Supplies are running low: More Hamburg residents need food from the Tafel Photo: Markus Scholz/dpa
The lines are getting longer, the supplies scarcer: The Hamburg Tafel reports an increasing number of needy people at its distribution points. The number has increased by 20 to 30 percent since the beginning of the corona pandemic. At the same time, there is a shortage of donated food.
"Mainly because of the lack of large donations, not enough goods are coming in," says Julia Bauer of the Hamburg Tafel. It is a crisis that is now making itself felt with expected delay: "The problems we feared back in March are occurring," says Bauer.

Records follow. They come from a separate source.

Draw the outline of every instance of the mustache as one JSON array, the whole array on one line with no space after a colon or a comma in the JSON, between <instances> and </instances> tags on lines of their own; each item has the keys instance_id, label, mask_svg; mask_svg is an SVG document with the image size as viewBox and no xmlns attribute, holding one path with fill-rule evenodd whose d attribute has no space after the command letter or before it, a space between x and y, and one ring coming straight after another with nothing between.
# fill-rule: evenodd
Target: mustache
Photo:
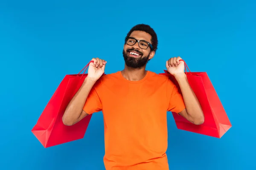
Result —
<instances>
[{"instance_id":1,"label":"mustache","mask_svg":"<svg viewBox=\"0 0 256 170\"><path fill-rule=\"evenodd\" d=\"M139 50L136 50L134 48L128 48L128 49L127 49L127 50L126 50L126 52L127 52L128 53L129 53L131 51L132 51L137 52L139 54L140 54L141 56L143 56L143 53L142 53L142 52L140 52Z\"/></svg>"}]
</instances>

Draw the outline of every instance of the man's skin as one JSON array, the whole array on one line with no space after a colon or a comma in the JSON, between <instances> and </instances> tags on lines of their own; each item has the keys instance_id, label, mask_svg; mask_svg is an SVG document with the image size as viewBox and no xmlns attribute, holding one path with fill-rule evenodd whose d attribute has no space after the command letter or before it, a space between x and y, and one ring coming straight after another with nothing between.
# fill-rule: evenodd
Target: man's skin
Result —
<instances>
[{"instance_id":1,"label":"man's skin","mask_svg":"<svg viewBox=\"0 0 256 170\"><path fill-rule=\"evenodd\" d=\"M135 31L130 36L138 40L144 40L150 43L151 35L144 31ZM134 49L136 51L143 53L143 56L131 55L127 52L128 49ZM126 55L130 57L148 57L152 59L155 54L155 51L151 51L150 48L143 49L140 47L138 42L133 45L125 44L124 51L126 51ZM136 59L134 59L136 60ZM201 125L204 123L204 117L200 104L188 82L184 73L184 64L183 61L179 61L181 58L172 57L166 62L166 67L170 74L174 75L177 80L182 94L186 109L178 113L189 121L195 124ZM62 117L63 123L68 126L72 125L79 122L88 114L83 110L87 97L94 84L104 73L107 62L98 58L92 59L93 62L90 64L88 69L88 75L85 79L81 87L72 99L67 107ZM126 64L121 71L122 76L130 81L138 81L142 79L146 75L146 64L139 68L129 67Z\"/></svg>"}]
</instances>

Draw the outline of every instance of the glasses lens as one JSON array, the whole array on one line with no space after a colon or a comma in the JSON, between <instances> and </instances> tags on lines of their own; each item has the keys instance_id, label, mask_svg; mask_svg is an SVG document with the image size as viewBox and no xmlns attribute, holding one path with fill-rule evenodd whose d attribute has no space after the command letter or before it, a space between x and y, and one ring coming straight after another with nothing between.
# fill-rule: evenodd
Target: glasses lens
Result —
<instances>
[{"instance_id":1,"label":"glasses lens","mask_svg":"<svg viewBox=\"0 0 256 170\"><path fill-rule=\"evenodd\" d=\"M149 45L149 44L143 41L140 41L139 43L140 47L142 48L142 49L146 49Z\"/></svg>"},{"instance_id":2,"label":"glasses lens","mask_svg":"<svg viewBox=\"0 0 256 170\"><path fill-rule=\"evenodd\" d=\"M136 40L134 38L128 38L126 40L126 43L129 45L132 45L136 43Z\"/></svg>"}]
</instances>

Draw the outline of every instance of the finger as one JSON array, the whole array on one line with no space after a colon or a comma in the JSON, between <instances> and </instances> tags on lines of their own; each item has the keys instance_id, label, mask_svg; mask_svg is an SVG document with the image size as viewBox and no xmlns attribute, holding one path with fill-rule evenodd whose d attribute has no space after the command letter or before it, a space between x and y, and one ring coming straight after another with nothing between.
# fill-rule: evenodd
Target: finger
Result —
<instances>
[{"instance_id":1,"label":"finger","mask_svg":"<svg viewBox=\"0 0 256 170\"><path fill-rule=\"evenodd\" d=\"M170 59L170 64L169 65L171 67L175 67L174 64L173 64L173 58L171 58Z\"/></svg>"},{"instance_id":2,"label":"finger","mask_svg":"<svg viewBox=\"0 0 256 170\"><path fill-rule=\"evenodd\" d=\"M103 61L102 61L102 60L99 60L99 67L100 68L101 68L102 67L102 66L103 65Z\"/></svg>"},{"instance_id":3,"label":"finger","mask_svg":"<svg viewBox=\"0 0 256 170\"><path fill-rule=\"evenodd\" d=\"M102 66L101 68L101 69L103 71L103 73L104 72L104 71L105 70L105 67L106 67L106 65L105 65L105 64L104 64L104 65L102 65Z\"/></svg>"},{"instance_id":4,"label":"finger","mask_svg":"<svg viewBox=\"0 0 256 170\"><path fill-rule=\"evenodd\" d=\"M181 58L179 56L177 57L177 59L176 59L176 62L177 62L177 64L180 64L180 60L182 60Z\"/></svg>"},{"instance_id":5,"label":"finger","mask_svg":"<svg viewBox=\"0 0 256 170\"><path fill-rule=\"evenodd\" d=\"M168 61L166 61L166 68L167 68L167 69L170 67L170 66L169 66L169 64L168 63Z\"/></svg>"},{"instance_id":6,"label":"finger","mask_svg":"<svg viewBox=\"0 0 256 170\"><path fill-rule=\"evenodd\" d=\"M95 67L98 67L100 64L100 61L99 58L96 58L96 60L97 60L97 63L95 65Z\"/></svg>"},{"instance_id":7,"label":"finger","mask_svg":"<svg viewBox=\"0 0 256 170\"><path fill-rule=\"evenodd\" d=\"M107 62L106 61L105 61L104 60L102 60L102 64L103 64L103 65L105 65L106 63Z\"/></svg>"},{"instance_id":8,"label":"finger","mask_svg":"<svg viewBox=\"0 0 256 170\"><path fill-rule=\"evenodd\" d=\"M178 65L178 64L177 63L176 60L177 60L177 58L176 57L173 57L173 59L172 60L172 62L173 62L173 64L175 66L177 66Z\"/></svg>"}]
</instances>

For many people who were sent to short-time work or lost their mini-job in March, the financial cushions have now been used up, he says. "Now, more and more people are registering in all districts," Bauer says. In neighborhoods such as Eidelstedt, Tonndorf and Rahlstedt, he says, the number of people eligible to pick up food has risen especially.
"So far, we don’t have a high density of distribution points here," Bauer says. That’s why the volunteers want to offer additional distribution days – also to avoid having too many queues because of the risk of infection. Even before the pandemic, there were around 30,000 food distributions a week. "Now we’re well above that," Bauer says.
Less than Hartz-4
For the social association SoVD, this is hardly surprising. While these districts are not among the poorest, they are also below Hamburg’s average income. "The cost of living is too high in Hamburg overall, and then it’s often not enough here even despite having a job," says Heide Pusch of SoVD. After all, rents continue to rise. More than 100,000 Hamburg*innen have an income below the low-wage threshold.
40 tons of food is delivered by the Tafel every week.
There are 27 distribution There are 27 distribution points, and 65 other facilities receive regular deliveries.
More than 100 volunteers work for the Tafel.
There is a particular shortage of dairy products and dry goods such as pasta or rice are currently in short supply.
This means that they are hardly better off financially than Hartz 4 recipients, says Pusch. "Moreover, those who were still able to get by with a mini-job before the pandemic are particularly affected," she says. Many mini-jobs have been eliminated by the pandemic.
Large donations are needed to keep the Tafel running. "We need more goods now, but we are currently getting too little," says Bauer. There are hardly any trade fairs, hardly any conferences and the hotels continue to have few guests: the usual large donors* now have hardly any food to give away. "In all areas of the food industry, orders are placed extremely cautiously," says Bauer.
Yet the Tafel is logistically positioned for larger donations. There are enough refrigerated trucks and vans. After all, the Hamburg Tafel is also a kind of hub for many Tafeln in the north, some of which are co-supplied by Hamburg. "We can – ‘unfortunately’ it has to be said in view of the growing demand – handle large quantities without any problems," says Bauer. Smaller amounts of donations, he says, are nice to have, but logistically too labor-intensive.
After all, the work of the volunteers is now running smoothly again for the most part. At the beginning of the pandemic, the concern about the risk of infection was not only due to the queues in front of the distribution points.
Consideration also had to be given to the health of the volunteers. "Eighty percent of our volunteers are over 60 years old," Bauer says. Some distribution points were temporarily closed. But the hygiene concept worked, and an increasing number of younger people also got involved.